Скопин задохнулся от высотной радости, задержал ее в груди золотым воздухом, удивляющим гордость, и хотел еще вдыхать.

— Конечно, не вот прямо, — поправился Басманов, испугавшись, что мальчишку унесет ветром дареной ранней высоты. — Ты, Мишутка, новому царю пока ничем не заслужил. Но не горюй: как раз ищет героя одно дельце — не страх какое жуткое, но и не маленькое… Долго мы с Дмитрием Ивановичем думали, кого благословить.

— Я слушаю, дядя Петро, а войсковое ли дело?

— А коли слушаешь, так не сбивай, — присторожил Басманов. — Ох, не перехвалил ли я такую молодь, верно — спортил. Итак, — Петр Федорович подкинул брови, раздвинул нижнюю губу углами — как взнуздал себя сам, перешел к делу: — На Москву с Белозерского монастыря едет старица Марфа Нагая — мама нашего батюшки Дмитрия. Обычай почета велит ее встретить зане — это раз, а два: надобно крепко ее оберечь на подбеге к столице — недруги бы Дмитрия засады не промыслили какой. Сопроводить родительницу государя, Миша, — редкая тебе доверенность и честь.

— Да это их кровям собачьим — честь, — сказал вечером Мише отец, — что правнук самого Скопы по требам их себя потратит. Ты, Михаил, им в этом деле нужон — как рубин сорочьему гнезду. Прямо страсть как бабка Марфа без охраны пропадет. Если хочешь, я скажу, что за твоим посольством кроется. Только, чур, не ляпни за ковшом кому… Ведь ты ж хочешь начистоту?

— Слушай, шел бы ты, отец, а? Мне завтра до света вставать, — отозвался Миша, натягивая поглуше волчий вотол и раскрывая на тюфяке перед собой — под четырехсвечным шандалом — печатанный в Кракове, трепанный здесь том Плутарха.

— Тогда я сразу суть, — поторопился, снизив голос в своем терему, Скопин-старший. — Да затем встречь матушки так названного ими Дмитрия оне шлют родича супротивщиков своих, дабы зазрение в лукавом сговоре с Нагой отвесть! А на деле-то: давно Семка-постельничий наперед со звонкой торбой проскакал!

Отец чуть обождал, предоставляя сказанному оттиснуться в сыне. Мишины серые зрачки действительно замедлили бег строк польского Плутарха, переворачиваемая страница, вздрагивая, обмерла.

— Но все, возможно, и того темнее, — продолжал старший Скопин. — А ну как Марфуша в скиту да по старости лет запостилась, отсохла от хитрого мира? Знает ясно, что дите ее давно в могиле, и отказывается нашего названца признавать?! Тогда какой выход ему остается? По дороге сочинят ей гибель, а всю вину, уж по обычаю, свалят на Шуйских, только теперь обломят нашу ветвь. Для того сей вьюноша гораздо неразумный, — Скопин слабенько толкнул голову сына пятерней, — и подпущается, смекнул?!

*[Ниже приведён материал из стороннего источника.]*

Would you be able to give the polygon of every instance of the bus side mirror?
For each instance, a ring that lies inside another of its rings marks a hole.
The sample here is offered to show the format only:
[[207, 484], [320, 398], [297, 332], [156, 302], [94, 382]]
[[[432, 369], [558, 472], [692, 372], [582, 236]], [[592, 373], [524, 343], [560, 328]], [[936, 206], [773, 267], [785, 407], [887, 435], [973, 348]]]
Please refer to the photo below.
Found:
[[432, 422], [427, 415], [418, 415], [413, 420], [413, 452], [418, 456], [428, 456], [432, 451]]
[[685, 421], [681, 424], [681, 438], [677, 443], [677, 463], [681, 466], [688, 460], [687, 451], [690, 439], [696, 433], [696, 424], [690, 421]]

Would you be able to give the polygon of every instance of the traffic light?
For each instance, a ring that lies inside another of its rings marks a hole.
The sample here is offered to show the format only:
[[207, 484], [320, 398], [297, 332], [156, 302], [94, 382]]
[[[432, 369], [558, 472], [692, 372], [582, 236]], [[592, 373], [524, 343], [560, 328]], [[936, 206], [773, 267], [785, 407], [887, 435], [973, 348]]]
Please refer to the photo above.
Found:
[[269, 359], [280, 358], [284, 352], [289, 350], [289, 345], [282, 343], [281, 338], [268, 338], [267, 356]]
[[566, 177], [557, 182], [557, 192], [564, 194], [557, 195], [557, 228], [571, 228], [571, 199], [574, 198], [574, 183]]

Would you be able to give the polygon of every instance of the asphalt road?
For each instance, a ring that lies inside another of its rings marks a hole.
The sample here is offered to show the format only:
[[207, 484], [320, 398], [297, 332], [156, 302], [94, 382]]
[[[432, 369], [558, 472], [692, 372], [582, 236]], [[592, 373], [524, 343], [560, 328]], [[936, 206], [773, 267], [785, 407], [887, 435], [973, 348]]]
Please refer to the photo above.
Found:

— Тебя, бать, только слушай — ни погибнуть, ни поспать не дашь, — нарочно зевнул Миша. — Хотя куда уж дальше пропадать? По-твоему, давно в аду сидим — и повернуться, чтоб не обвариться, нельзя.

— Хахи глумные строишь! — закручинился отец. — А мой совет — не ехать! В этот частый лес! Больным сказался и до Ильина дня со двора не выглядывай.

Кожаный переплет вскрикнул, стиснутый в Мишиных перстах.

— Отец, что ты несешь? Разве бы мы чтили друг друга, в службе покривив?! Ты ж сам с мальства меня учил: мы— ратоборцы, кмети, легионы русские! Как всадник Вальтер фон Розен говорит: сульдаты.

Отец помолчал, припоминая.

— Другие были времена, Господни, ясные, когда я этому учил, — тоскуя, вздохнул он. — Вотще выучил-то — теперь трудно с тобой.

— А мне — с тобой.

Старший Скопин махнул окончательно рукой, огоньки свечей забились пойманными мотыльками.

— Так — раз так, перетакивать не будем. Хочешь — поезжай… Да уж держи зенички нараспашку, все примерно подмечай! Ты Марфу Федоровну должен помнить, тебе седьмой годок шел, когда мы в Ярославль ходили на стружках: из-за хлебосольства ее, по гостям стосковавшейся, в Угличе неделю проторчали.